6.  Provide instructions to each group in writing.  For example:  A. They must title the poster with their topic heading, B.  Time line their topic, C.  Summarize five events/personalities that are related to your topic, D.  Pick out five pictures that are related to your topic and caption them, E.  Present your poster to the class.   


Summary Activity:  "Instructions, by way of advice, for the intended voyage to Virginia" by John Smith 

To summarize and review what the students learned during the lesson, display a quote from the document "Instructions, by way of advice, for the intended voyage to Virginia" by John Smith, updated (probably early 1600's) from the Virtual Jamestown Project.

I've selected the following two quotes, but the entire document is available at http://etext.lib.virginia.edu/etcbin/jamestown-browse?id=J1039

 "Instructions, by way of advice, for the intended voyage to Virginia" by John Smith 

Quote:

And to the end that you be not surprized as the French were in Florida by Melindus, and the Spaniard in the same place by the French, you shall do well to make this double provision. First, erect a little stoure at the mouth of the river that might lodge some ten men; with whom you shall leave a light boat, that when any fleet shall be in sight, they may come with speed to give you warning.
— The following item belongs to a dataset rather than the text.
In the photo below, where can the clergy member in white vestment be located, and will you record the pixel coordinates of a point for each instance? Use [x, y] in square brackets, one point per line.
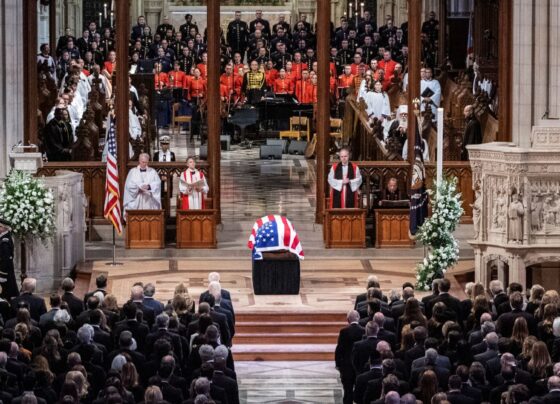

Secondly, you must in no case suffer any of the native people of the country to inhabit between you and the sea coast; for you cannot carry yourselves so towards them, but they will grow discontented with your habitation, and be ready to guide and assist any nation that shall come to invade you: and if you neglect this, you neglect your safety.

      When you have discovered as far up the river as you mean to plant yourselves, and landed your victuals and munitions; to the end that every man may know know his charge, you shall do well to divide your six score men into three parts: whereof one party of them you may appoint to fortifie and build, of which your first work must be your storehouse for victuals; the other[s] you may imploy in preparing your ground and sowing your corn and roots; the other ten of these forty you must leave as centinel at the haven's mouth.

Questions for students:

1.  In the first paragraph, what recommendations does Smith make to future colonists?

2. What does he recommend in the second paragraph?

3.  Why do you think he felt it necessary to make these recommendations?

4.  Other than the problems that Smith lists above, what other problems did early Virginians experience?

5.  What ultimately made Virgina a successful colony?

Other documents from the early colonization of Virginia can be found at the Virtual Jamestown Project located at:

www.virtualjamestown.org/fhaccounts_date.html

 


Additional sources of information:

Belmonte, Laura A.  Speaking of America:  Volume I:  To 1877.  Belmont, CA:  Thomson Wadsworth, 2007.

Hakim, Joy.  A History of U.S.:  Making Thirteen colonies 1600-1740.  New York:  Oxford University Press, 2003.

Dean, Ruth and Thomson, Melissa.  Life in the American Colonies.  San Diego:  Lucent Books, 1999.

Lukes, Bonnie L.  Colonial America. San Diego:  Lucent Books, 2000.